Individuals who drive their cars for business or nonprofit purposes can itemize that expense on their tax returns. Business people can claim 58 cents a mile; volunteers, 14 cents a mile.

Two-time breast cancer survivor Betty Brandon said that the law and record gas prices have severely hurt the nonprofit, Triangle Helping Hands, she founded 10 years ago. She and volunteers drive cancer patients to chemotherapy, radiation and other medical appointments.

Transportation costs have cut down on the number of volunteers and the number of rides they can give to patients, Brandon said.

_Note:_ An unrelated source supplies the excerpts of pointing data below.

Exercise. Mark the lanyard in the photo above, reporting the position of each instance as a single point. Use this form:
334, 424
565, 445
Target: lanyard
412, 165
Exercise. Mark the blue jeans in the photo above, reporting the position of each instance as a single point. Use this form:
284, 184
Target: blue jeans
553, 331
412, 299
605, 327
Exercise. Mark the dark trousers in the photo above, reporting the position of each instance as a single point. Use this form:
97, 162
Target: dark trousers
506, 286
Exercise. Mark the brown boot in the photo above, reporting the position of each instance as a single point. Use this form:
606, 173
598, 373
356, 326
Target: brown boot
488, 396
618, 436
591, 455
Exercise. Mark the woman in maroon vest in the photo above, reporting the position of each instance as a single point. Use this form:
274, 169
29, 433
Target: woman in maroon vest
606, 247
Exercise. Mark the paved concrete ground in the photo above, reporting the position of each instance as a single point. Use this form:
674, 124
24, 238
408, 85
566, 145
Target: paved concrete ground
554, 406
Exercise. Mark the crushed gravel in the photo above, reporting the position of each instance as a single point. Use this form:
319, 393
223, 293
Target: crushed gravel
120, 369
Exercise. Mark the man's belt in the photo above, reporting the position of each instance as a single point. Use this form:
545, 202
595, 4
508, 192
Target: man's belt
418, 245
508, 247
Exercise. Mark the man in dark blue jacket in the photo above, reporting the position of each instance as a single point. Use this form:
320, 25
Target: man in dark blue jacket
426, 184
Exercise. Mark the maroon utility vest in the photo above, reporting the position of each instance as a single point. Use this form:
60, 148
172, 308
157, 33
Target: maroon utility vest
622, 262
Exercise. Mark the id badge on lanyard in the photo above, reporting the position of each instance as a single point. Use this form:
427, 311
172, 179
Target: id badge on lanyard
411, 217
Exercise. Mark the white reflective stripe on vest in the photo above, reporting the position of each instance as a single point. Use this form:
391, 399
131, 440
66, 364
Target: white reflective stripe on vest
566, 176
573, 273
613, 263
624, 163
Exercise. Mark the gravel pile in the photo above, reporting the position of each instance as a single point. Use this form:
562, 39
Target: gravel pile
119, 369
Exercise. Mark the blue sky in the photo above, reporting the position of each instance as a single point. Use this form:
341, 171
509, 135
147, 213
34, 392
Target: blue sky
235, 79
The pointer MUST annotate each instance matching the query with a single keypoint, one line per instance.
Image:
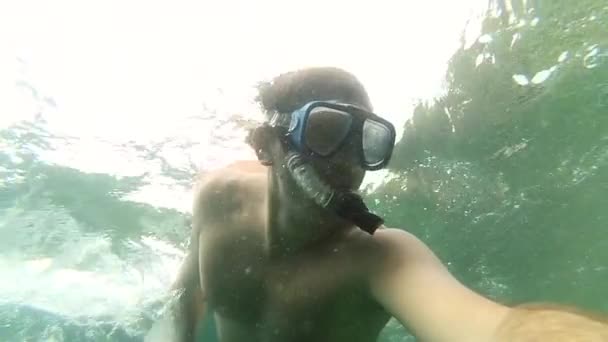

"We have to turn them down because we can't do it," she said. "It's something that I'm definitely losing sleep over."

Brandon said high gas prices and the low reimbursement have left her out $30,000 and down to three volunteer drivers.

"This is about life-saving treatments," Brandon said. It is important "just to have somebody there, to talk to, to cry with, to just be silent with, somebody to hold your hand."

A bipartisan group of U.S. senators – including Democrats Barack Obama, Hillary Clinton and Joe Biden and Republicans Richard Burr and Elizabeth Dole – introduced a bill to change the rules.

The G.I.V.E. Bill, or Giving Incentives to Volunteers Everywhere Act of 2008, would set the charitable mileage reimbursement rate at 70 percent of the business rate.

However, since the bill was read on Aug. 1, it has stayed in the Senate Finance Committee, and legislators think it won't see action anytime soon, given the pressing priorities of the economic crisis.

Brandon said the problems facing nonprofits need attention just as urgently as those facing the country.

"Cancer doesn't wait on the economy, and cancer patients do not have a bailout plan," she said.